Dit humaniora-model, dat in een tijd van politieke en economische modernisering nog aan betekenis won, verspreidde zich geleidelijk buiten Duitsland. Het vormde - ook in België - vele decennia lang de basis van het onderwijs. In de jaren zestig van deze eeuw werd het echter in snel tempo ontmanteld. De geschiedenis, zo nauw verweven met dit humaniora-model, werd daardoor naar de periferie van het onderwijs gedrongen.
Er is - zowel door voor - als tegenstanders - veel gespeculeerd over de afbouw van de humaniora-traditie en vooral over de aard van de maatschappelijke en intellectuele processen die deze afbouw hebben veroorzaakt. Drie factoren lijken een beslissende rol te hebben gespeeld: het anti-traditionalisme, de instrumentalisering van de kennis en de verdere specialisatie in de wetenschap. Over het anti-traditionalisme kan ik kort zijn: het is de meest in het oog springende factor. In de ideologie van de ‘stoute jaren’ zestig kregen begrippen als originaliteit, vernieuwing en verandering een haast magische klank. Tegelijkertijd werd de waardering voor de traditie - één van de pijlers van de humaniora en uiteraard ook van het historisch besef dat deze humaniora doordrong - afgedaan als een rem op de creativiteit.

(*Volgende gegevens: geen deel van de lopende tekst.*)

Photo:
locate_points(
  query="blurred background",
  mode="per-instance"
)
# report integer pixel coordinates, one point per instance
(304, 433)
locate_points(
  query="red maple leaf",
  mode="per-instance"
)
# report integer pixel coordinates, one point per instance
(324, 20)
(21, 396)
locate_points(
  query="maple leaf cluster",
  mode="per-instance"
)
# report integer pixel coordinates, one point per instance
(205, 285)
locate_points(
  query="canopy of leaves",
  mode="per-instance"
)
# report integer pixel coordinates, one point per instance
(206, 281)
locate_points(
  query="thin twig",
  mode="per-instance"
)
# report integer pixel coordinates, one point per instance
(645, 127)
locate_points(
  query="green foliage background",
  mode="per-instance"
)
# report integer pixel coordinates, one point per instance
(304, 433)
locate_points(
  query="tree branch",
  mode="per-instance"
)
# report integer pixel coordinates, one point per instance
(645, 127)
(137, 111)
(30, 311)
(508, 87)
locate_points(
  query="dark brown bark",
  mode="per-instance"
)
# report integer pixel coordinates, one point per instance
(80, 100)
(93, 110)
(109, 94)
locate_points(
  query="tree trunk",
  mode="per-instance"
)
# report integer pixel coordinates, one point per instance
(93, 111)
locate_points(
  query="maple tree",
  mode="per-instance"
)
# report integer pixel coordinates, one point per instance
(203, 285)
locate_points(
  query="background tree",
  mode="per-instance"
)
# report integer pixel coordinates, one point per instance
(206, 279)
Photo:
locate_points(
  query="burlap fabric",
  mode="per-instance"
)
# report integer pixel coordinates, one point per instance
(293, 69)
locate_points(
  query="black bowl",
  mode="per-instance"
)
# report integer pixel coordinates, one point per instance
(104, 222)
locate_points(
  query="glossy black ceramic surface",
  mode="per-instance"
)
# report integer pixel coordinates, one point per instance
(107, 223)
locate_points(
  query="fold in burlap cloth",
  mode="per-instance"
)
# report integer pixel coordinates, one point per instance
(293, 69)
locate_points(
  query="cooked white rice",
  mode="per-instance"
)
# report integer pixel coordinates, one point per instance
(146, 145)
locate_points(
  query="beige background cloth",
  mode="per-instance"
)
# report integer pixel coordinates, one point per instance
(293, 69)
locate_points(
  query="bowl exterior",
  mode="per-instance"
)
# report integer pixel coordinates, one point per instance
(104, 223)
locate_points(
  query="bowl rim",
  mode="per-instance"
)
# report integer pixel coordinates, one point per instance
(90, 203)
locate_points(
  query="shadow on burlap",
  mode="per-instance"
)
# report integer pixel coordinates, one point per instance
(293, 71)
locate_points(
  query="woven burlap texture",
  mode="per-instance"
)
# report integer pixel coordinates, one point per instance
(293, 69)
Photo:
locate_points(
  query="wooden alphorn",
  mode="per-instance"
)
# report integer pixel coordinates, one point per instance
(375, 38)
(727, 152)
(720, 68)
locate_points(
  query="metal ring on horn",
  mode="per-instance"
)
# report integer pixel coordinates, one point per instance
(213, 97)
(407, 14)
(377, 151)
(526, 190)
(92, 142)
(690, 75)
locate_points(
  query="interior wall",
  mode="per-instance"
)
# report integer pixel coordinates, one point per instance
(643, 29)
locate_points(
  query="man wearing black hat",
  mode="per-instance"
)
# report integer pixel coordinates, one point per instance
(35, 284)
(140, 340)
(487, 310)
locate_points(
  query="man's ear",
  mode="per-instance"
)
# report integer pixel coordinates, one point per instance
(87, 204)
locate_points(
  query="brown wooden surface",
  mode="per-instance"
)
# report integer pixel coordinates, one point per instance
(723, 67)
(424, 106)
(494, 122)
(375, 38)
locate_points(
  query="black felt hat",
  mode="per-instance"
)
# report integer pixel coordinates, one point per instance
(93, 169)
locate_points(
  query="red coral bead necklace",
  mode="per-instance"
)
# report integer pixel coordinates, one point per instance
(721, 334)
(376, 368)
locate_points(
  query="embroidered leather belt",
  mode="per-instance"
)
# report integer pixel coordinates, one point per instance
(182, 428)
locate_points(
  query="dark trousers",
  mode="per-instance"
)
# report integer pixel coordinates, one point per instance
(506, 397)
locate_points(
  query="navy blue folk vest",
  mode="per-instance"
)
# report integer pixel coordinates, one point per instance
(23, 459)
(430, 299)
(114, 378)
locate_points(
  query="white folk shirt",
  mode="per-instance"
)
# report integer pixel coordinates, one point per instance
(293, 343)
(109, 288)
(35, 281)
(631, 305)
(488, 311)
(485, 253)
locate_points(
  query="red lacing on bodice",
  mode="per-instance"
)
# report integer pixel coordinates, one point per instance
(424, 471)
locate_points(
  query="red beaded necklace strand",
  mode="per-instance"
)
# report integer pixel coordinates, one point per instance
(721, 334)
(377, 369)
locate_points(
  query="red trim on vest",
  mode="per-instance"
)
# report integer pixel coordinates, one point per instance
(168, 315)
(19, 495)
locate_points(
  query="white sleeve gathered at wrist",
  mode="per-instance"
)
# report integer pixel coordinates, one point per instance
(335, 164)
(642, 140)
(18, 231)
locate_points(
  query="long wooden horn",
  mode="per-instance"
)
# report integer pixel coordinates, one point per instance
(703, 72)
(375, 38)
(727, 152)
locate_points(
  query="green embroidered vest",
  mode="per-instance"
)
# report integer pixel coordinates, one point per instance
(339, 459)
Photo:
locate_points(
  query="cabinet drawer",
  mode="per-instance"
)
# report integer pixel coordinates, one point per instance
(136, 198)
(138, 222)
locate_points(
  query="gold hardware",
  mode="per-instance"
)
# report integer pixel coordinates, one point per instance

Veel minder opvallend was de voortschrijdende instrumentalisering van de kennis. Vanaf het einde van de jaren zestig werd de bewieroking van de creativiteit paradoxaal genoeg ingeschakeld in een heroplevend utilitarisme; kwade tongen beweren trouwens dat het utilitarisme heden ten dage de enige ongeschonden negentiende-eeuwse filosofie is. In dit utilitaristische kader werd (en wordt) niet toepasbare kennis al gauw geïdentificeerd met waardeloze kennis. Voor de beoefenaars van de natuurwetenschappen en van de zogenaamde ‘harde’ menswetenschappen (als de economie) schiep dit reductionisme weinig problemen. Ook voor de sociologen, die - zowel aan de universiteiten als in de beleidsorganen - steeds meer armslag kregen, betekende de nieuwe doctrine geen onoverkomelijke hindernis. Sommigen onder hen lieten zich zelfs
| |
| |
verleiden tot een flirt met het oude ideaal van een ‘sociale fysica’. Maar de beoefenaars van de geesteswetenschappen (de componenten van de humaniora!) werden door de pragmatische opvatting van de kennis wel in moeilijkheden gebracht. Dat gold ook voor de historici.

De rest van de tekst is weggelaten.